Error: Error acquiring the state lock / ConditionalCheckFailedException. Cause: a previous run crashed without releasing the DynamoDB lock. Fix: confirm no run is active, then terraform force-unlock <LOCK_ID> (Pulumi: pulumi cancel). Never force-unlock while a deploy is genuinely running.

Symptom: two environments share one state object. Cause: the same key/stack name reused across envs. Fix: namespace the S3 key per environment (or use one Pulumi stack each) and migrate as shown in Migrating IaC State Between Backends.

Symptom: secrets visible in plaintext state. Cause: encryption disabled or secrets passed as plain config.
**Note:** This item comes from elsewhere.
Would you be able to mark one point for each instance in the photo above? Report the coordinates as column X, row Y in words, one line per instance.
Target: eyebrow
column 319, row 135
Fix: enable SSE-KMS/CMEK on the bucket and use pulumi config set --secret or CDKTF TerraformVariable(sensitive=True).

Frequently Asked Questions

Do Pulumi and CDKTF use the same state format? No. Pulumi serializes its own checkpoint format to a Pulumi backend, while CDKTF produces standard Terraform .tfstate managed by the Terraform binary. Both support remote storage, locking, and encryption, but the files are not interchangeable.

Can I keep state in Git? No. State contains resource IDs and often secrets, mutates on every run, and has no locking in Git — concurrent commits would corrupt it. Use a locked remote object store instead.

How many environments should share a backend bucket? A single bucket is fine; isolation comes from a distinct key/prefix (or stack) per environment, not a separate bucket. Use IAM and KMS policies to fence prod access.

What happens if the lock table is deleted? Terraform falls back to no locking and warns. Recreate the table immediately; until then, serialize runs manually to avoid concurrent state writes.